6 creative ways to support all independent artists right now

The return of some shows and tours may give the impression that the music industry is starting to return to normal, but this is far from the reality, and many artists – especially smaller ones and independents – continue. to fight in the ongoing pandemic, and need the support of their fans.

Guest post by Angela Mastrogiacomo of Flypaper by Soundfly

With the return of live concerts and the tour announcements made daily, it’s easy to feel like we’re on the reverse of this pandemic. After all, if we fill the halls with our concerts, it can start to seem like everything is really is back to normal.

But of course, this is not true. We still have booming viral variants, and a year and a half of the booming music economy that so many musicians have struggled with to stay financially afloat (not to mention the anxiety and sanity it has had). caused to our music community). Suffice to say that we are not quite out of the woods yet, and as a community we still need the support each other.

And so, it’s time to come together once more. Just like we did in the beginning of this pandemic, and as we always do when the going gets tough. We must come together to put the music industry back on its feet, supporting the musicians who have supported us for so long with their lyrics and melodies.

There are many ways to do this, including the obvious ones like buy or stream music your favorite independent bands, buy their merchandise, and tell your friends all about them. But if you’ve already ticked all of these boxes and still feel like it, try some of these creative side ideas to help you out.

1. Use your skills to give back.

Most of us have skills that we take for granted – what skill might you have that could help someone else?

For example, we’ve heard of companies offering free strategy sessions to artists (a manager can give a 20-minute consultation on the next steps the artist can take to achieve their goals). As a fellow musician, you might think of something that has worked well for you (social media, tours, engaged audiences at a show, stringing your guitar) and you could offer free Zoom workshops or coffee-chats for help others.

Think about the things that come easily to you – or some of the strengths you have in your position – would anyone else benefit from this knowledge?

+ Learn more about Flypaper: “Book of songs on the pandemic: artists who perfectly capture Covid in song. “

2. Reply to their Instagram stories and leave comments.

We all know the frustrations of fighting Instagram algorithm. One small way to give back that makes a huge difference to artists is to simply respond to their stories, comment on their publications, and let them know you look and that you appreciate them.

Not only does this help them strategically by give a reason to Instagram to boost their post (we know IG loves engagement on a post and will always push it to more people, the more engagement a post receives), but it shows them you’re noticing what they’re doing and it’s having a positive impact on you. Sometimes it is enough to show that appreciation to trigger a snowball effect.

3. Put on a benefit show (online or IRL)

Virtual or live, host a benefit show can be a really fun way to bring your community together while giving back to artists. Not only will all proceeds go to performing artists, but you could also organize a raffle (with local businesses sponsoring awards) to bring in more money which can then be distributed among the artists.

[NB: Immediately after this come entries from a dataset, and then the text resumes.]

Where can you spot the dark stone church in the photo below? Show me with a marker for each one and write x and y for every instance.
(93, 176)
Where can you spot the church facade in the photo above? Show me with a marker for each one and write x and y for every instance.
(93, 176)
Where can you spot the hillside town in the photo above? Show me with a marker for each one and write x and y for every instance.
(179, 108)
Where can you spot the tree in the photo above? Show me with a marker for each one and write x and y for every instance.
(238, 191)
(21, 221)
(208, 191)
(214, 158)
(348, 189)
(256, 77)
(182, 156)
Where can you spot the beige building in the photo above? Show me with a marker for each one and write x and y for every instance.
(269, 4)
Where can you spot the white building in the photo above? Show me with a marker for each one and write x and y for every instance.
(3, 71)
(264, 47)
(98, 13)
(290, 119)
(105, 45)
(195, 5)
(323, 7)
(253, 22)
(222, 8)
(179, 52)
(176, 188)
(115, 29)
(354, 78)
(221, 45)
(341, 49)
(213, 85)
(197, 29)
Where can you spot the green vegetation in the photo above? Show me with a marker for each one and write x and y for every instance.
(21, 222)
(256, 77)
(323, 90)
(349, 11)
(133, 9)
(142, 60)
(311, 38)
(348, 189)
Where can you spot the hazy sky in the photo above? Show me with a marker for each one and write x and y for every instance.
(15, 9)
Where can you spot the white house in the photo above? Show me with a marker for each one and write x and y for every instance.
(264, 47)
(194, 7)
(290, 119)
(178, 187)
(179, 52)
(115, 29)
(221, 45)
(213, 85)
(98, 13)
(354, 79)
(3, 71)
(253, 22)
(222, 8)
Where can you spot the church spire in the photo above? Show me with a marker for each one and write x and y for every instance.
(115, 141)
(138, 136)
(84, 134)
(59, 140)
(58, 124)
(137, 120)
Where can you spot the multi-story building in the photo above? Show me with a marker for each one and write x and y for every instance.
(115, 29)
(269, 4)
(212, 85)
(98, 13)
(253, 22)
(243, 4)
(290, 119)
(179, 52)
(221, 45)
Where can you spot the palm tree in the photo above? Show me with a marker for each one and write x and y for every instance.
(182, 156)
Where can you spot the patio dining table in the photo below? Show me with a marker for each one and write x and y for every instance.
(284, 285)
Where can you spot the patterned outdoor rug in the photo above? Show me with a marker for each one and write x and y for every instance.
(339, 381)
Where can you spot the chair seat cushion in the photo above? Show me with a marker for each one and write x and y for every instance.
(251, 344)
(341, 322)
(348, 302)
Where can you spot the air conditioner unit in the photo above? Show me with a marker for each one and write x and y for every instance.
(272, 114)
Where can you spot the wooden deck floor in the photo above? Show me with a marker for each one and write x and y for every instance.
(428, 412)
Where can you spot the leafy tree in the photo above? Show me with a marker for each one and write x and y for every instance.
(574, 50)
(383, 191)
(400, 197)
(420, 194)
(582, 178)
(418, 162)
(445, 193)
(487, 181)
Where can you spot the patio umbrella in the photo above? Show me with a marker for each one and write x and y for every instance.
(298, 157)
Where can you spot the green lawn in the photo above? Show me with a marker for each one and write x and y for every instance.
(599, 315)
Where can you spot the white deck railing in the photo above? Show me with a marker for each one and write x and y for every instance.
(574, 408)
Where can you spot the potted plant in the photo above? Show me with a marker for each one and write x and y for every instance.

This way you build a community while simultaneously helping artists thrive (just do it safely, please).

4. Host an evening of listening.

Why not take matters into your own hands and organize a listening evening with some of your favorite bands ?! You can even make it a monthly event and invite other musicians or industry professionals you know to get together and celebrate a few independent artists a month while talking shop.

Think of it as a book club for listening to albums; turn on the stereo, play a full album, and sit down with great drinks and even cooler friends. You can accept donations for the artist or just commit to posting a ton of content on social media about it to draw attention to the group. Who knows, your network of friends and artists might end up making some valuable connections!

5. Tip Jar on Bandcamp, or subscribe on Patreon.

I know we all struggle, so take this one with a grain of salt, but Bandcamp (via Twitter) and Patreon both are great ways to help artists even if you already own all of their albums or just want to give extra support.

Many people forget that these options exist, but they are two great ways to show your appreciation to the artists you love. And if for some reason your favorite artist doesn’t have either option available, ask how you can help – maybe it’s a Paypal fund buying a group drink tour or contributes to their touring fund.

6. Interrogate how you can help.

Sometimes it’s really better to you just have to ask. If none of the above options are possible, go ahead and reach out to your favorite local bands and artists and ask them what would be most useful to them. Maybe it’s not buying a record at all, maybe it’s something you haven’t even thought about yet, or something they haven’t even announced yet, like a crowdfunding campaign.

Through just ask you can make their day, while making a difference.

And in the spirit of sharing, we would love to invite you to share a bit about yourself or your favorite indie band in the comments and tell us how we can best support you. We need to stay together, and it all starts with asking for help.

Angela Mastrogiacomo is the founder of CS of muddy paw, where his artists have been placed on Alternative Press, Spotify, Noisey, Substream, and more, as well as the Community and Events Director for Music Launch Co. Free training “Reach a wider audience without spending a dime” helps emerging artists cut through the noise and get in front of industry fans and influencers in just a few steps. She loves baking, a good book and hanging out with her dog Sawyer.